Real Estate Myths Debunked – Part II

Last month we gave you 3 real estate myths that tend to circulates online and among buyers and sellers. Lots of these myths can cost everyone involved in a real estate transaction precious time and money. To help lay these real estate myths to rest and to keep you better informed, here is our second installment of real estate myths debunked!

Myth: Sellers should expect to earn back what they put in to renovations.

Springing to replace old and outdated appliances will almost always pay off, as they will make the whole kitchen seem fresh and new. The same goes for structural details like new roofing, a sturdy and long-lasting front door and a fresh coat of paint. All create a great return on investment.

Reality: When it comes to adding value to your home, it’s best to stick with the updates that are the most pertinent and fundamental. Where things start to go wrong is during big and elaborate renovations. Overly personalized or ornate details may turn potential buyers off since they are hard to replace or rework. The truth is, most buyers aren’t going to share your exact taste and will end up making adjustments to suit their needs. It’s best to focus your money on the basics and skip the customizations.

Myth: When selling a home, price it to leave room for negotiation.

One of the most popular real estate myths out there is that you should price your home higher than what you’d like in order to leave room for negotiation.
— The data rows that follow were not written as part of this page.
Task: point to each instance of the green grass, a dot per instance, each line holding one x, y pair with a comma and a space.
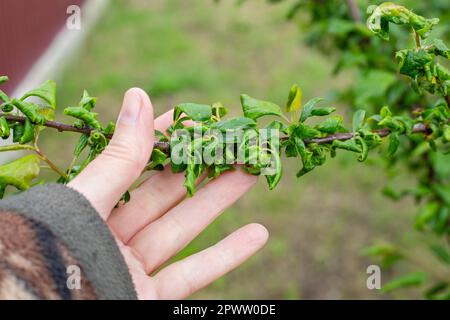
181, 51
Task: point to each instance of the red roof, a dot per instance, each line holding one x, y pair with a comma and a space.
27, 27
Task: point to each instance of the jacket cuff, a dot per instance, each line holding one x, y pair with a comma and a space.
73, 220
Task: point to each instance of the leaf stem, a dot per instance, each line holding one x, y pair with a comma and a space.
165, 146
49, 162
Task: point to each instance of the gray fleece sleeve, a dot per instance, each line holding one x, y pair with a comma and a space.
72, 220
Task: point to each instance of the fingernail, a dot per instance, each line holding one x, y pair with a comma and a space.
131, 108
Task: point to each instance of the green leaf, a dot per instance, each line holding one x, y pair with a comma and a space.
46, 91
4, 128
16, 147
81, 145
388, 12
349, 145
320, 112
413, 279
4, 97
19, 173
358, 119
196, 112
87, 102
31, 110
28, 132
219, 110
18, 130
233, 124
274, 179
158, 160
308, 107
394, 142
331, 125
294, 102
89, 118
193, 171
254, 108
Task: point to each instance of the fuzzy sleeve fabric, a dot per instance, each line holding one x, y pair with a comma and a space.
54, 245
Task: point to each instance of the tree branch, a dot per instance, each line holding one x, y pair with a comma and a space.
165, 147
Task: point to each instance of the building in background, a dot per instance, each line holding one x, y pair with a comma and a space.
36, 43
35, 40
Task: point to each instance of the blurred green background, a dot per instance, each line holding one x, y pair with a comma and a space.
198, 51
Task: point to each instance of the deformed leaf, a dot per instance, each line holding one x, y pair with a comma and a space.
234, 123
31, 110
46, 91
19, 173
87, 102
195, 111
308, 108
294, 102
89, 118
158, 159
358, 119
331, 125
394, 142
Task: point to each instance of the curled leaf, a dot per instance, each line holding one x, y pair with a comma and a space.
46, 91
195, 111
294, 102
19, 173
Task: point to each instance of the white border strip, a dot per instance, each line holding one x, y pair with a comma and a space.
52, 62
64, 46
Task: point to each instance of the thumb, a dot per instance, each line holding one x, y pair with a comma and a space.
107, 177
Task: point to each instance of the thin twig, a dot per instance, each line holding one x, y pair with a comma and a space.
165, 146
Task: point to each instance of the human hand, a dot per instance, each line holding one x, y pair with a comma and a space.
159, 221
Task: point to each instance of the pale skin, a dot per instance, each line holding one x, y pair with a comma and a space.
159, 220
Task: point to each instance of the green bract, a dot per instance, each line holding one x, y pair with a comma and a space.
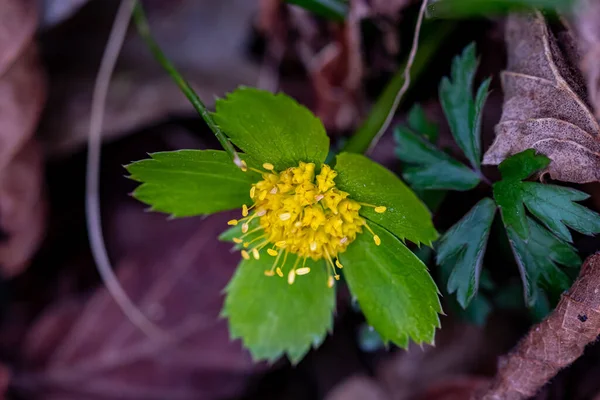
271, 315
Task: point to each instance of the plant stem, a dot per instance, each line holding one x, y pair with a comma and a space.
141, 23
367, 132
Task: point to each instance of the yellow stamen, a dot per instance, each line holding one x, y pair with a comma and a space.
291, 277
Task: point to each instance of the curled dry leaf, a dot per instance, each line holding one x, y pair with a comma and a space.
88, 349
587, 25
554, 343
22, 95
545, 105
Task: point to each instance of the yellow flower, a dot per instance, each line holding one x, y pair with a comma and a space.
303, 214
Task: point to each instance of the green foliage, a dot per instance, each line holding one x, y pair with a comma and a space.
272, 128
190, 182
274, 318
393, 288
537, 258
466, 8
335, 10
431, 169
553, 205
463, 247
461, 109
368, 182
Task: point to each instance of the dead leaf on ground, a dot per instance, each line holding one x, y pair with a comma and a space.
545, 104
587, 25
88, 349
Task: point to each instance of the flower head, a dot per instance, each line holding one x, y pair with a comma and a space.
303, 213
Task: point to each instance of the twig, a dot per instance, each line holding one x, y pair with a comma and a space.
406, 84
111, 53
554, 343
144, 30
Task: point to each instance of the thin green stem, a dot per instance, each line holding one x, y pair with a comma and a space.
141, 22
367, 132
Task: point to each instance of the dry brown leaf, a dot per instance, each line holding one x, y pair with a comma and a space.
22, 209
89, 350
587, 25
545, 104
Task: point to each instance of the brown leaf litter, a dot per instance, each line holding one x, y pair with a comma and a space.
22, 96
545, 103
554, 343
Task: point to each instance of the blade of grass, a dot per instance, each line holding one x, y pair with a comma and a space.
141, 22
429, 44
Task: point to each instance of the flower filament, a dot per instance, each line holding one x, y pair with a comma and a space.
302, 213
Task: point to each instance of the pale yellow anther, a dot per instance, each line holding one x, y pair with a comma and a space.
377, 240
272, 252
291, 277
330, 281
285, 216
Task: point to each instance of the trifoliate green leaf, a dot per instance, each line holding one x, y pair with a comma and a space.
463, 247
537, 258
394, 289
431, 169
335, 10
368, 182
553, 205
272, 128
462, 111
190, 182
274, 318
419, 123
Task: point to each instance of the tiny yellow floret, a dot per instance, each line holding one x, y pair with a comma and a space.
300, 211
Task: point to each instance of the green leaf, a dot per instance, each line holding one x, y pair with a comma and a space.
335, 10
394, 289
468, 8
368, 182
462, 111
418, 122
463, 247
553, 205
537, 258
272, 128
274, 318
191, 182
433, 169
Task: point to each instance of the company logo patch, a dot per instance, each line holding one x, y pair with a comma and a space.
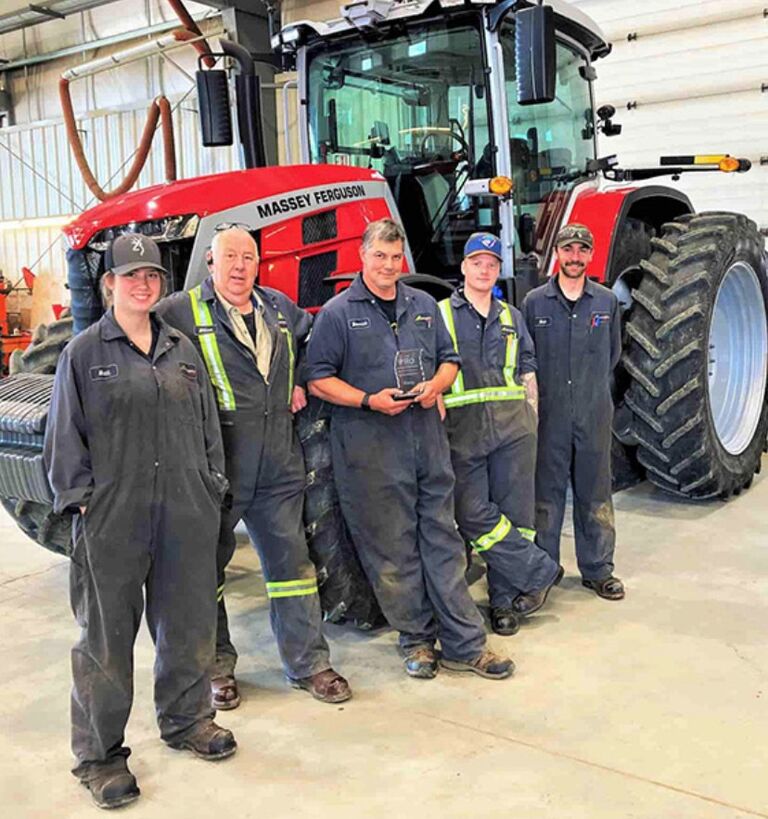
188, 370
103, 372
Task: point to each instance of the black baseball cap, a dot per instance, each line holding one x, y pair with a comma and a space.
575, 233
132, 251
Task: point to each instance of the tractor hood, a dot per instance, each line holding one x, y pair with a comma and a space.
204, 195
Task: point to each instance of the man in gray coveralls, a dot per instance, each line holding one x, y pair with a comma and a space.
381, 354
576, 328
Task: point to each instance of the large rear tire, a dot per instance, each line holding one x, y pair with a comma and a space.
38, 520
698, 356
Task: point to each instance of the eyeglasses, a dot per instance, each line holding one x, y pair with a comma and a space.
148, 276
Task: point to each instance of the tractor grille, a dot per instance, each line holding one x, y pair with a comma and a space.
319, 228
313, 291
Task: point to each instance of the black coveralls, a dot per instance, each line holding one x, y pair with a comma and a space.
393, 474
265, 469
576, 349
493, 449
137, 442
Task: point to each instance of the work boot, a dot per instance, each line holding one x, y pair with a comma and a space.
487, 664
111, 784
326, 686
420, 662
504, 621
525, 604
207, 741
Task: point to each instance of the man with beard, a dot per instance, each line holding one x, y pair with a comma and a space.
576, 329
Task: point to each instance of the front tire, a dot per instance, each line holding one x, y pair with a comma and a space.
698, 356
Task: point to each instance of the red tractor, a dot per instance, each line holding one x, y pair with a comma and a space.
453, 117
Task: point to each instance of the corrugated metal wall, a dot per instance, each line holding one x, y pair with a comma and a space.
689, 77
While this sounds like it might be the ideal situation to sell your home, it can actually lead to not selling your home at all.

Reality: Pricing a home correctly is one of the top three most important things when selling a home. Due to the amount of information available through the internet, buyers are more savvy and educated than ever before. A well informed buyer will not waste their time looking at an overpriced home. If you decide to list too high right off the bat, it will deter many potential buyers.
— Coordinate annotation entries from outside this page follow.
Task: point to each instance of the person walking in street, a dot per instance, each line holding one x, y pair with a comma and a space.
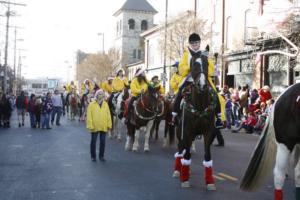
21, 104
98, 122
37, 111
46, 111
57, 107
31, 110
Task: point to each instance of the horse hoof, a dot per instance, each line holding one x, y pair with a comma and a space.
211, 187
185, 184
176, 174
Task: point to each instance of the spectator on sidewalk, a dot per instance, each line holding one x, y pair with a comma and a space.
57, 107
46, 111
247, 124
98, 122
37, 111
31, 110
21, 104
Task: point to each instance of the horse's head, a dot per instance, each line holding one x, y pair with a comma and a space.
151, 98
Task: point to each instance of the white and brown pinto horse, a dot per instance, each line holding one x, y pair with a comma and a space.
281, 139
145, 109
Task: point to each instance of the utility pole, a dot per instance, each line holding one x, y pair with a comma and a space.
8, 13
164, 77
6, 49
223, 45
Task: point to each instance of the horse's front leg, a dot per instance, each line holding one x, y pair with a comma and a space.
147, 136
208, 163
297, 172
282, 160
135, 146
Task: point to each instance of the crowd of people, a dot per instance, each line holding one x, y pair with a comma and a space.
247, 108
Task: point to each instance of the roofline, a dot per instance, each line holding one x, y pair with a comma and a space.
120, 10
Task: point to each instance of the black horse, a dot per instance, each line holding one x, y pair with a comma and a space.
145, 110
282, 127
198, 118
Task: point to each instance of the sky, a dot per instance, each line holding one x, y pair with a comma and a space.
53, 30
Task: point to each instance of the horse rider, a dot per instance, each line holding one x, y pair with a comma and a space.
193, 52
107, 85
176, 79
138, 85
70, 87
156, 83
86, 87
118, 84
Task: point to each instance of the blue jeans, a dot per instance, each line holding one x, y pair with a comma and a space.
46, 120
58, 111
93, 144
32, 119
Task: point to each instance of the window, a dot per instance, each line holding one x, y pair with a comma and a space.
131, 24
249, 29
144, 25
229, 33
214, 38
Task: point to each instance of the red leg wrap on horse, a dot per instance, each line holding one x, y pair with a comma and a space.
278, 195
209, 179
178, 165
185, 173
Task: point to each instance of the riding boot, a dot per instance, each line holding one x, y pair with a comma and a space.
278, 194
297, 193
209, 179
177, 166
185, 170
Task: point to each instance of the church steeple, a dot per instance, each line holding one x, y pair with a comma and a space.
136, 5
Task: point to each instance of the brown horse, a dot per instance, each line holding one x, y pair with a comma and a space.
117, 111
145, 109
198, 118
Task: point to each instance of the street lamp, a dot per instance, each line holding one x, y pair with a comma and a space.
102, 34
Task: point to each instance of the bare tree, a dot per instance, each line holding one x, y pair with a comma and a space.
178, 31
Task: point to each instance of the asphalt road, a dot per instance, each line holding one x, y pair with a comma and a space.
55, 164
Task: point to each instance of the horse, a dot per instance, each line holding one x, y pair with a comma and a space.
145, 109
280, 138
117, 110
73, 101
169, 130
198, 118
Myth: Real estate agents will say and do anything to make a sale.

Just like in any other profession or walk of life, it’s true that you will run into those who are willing to stretch the truth or even flat out lie. However, this myth does not apply to the majority of real estate agents and it is unfair to cast all real estate agents in this light.

Reality: A real estate agent’s business relies heavily on referrals, repeat business, word of mouth, and the reputation that they build for themselves. Agents are unlikely to receive any of the aforementioned if they are blatantly lying to their clients. Real estate agents also follow a strict code of ethics, as well as many rules and regulations. Therefore, misrepresentations and false statements are against the law. Agents who break fiduciary relationships or fail to disclose material facts can be subject to prosecution and lose their license to sell real estate.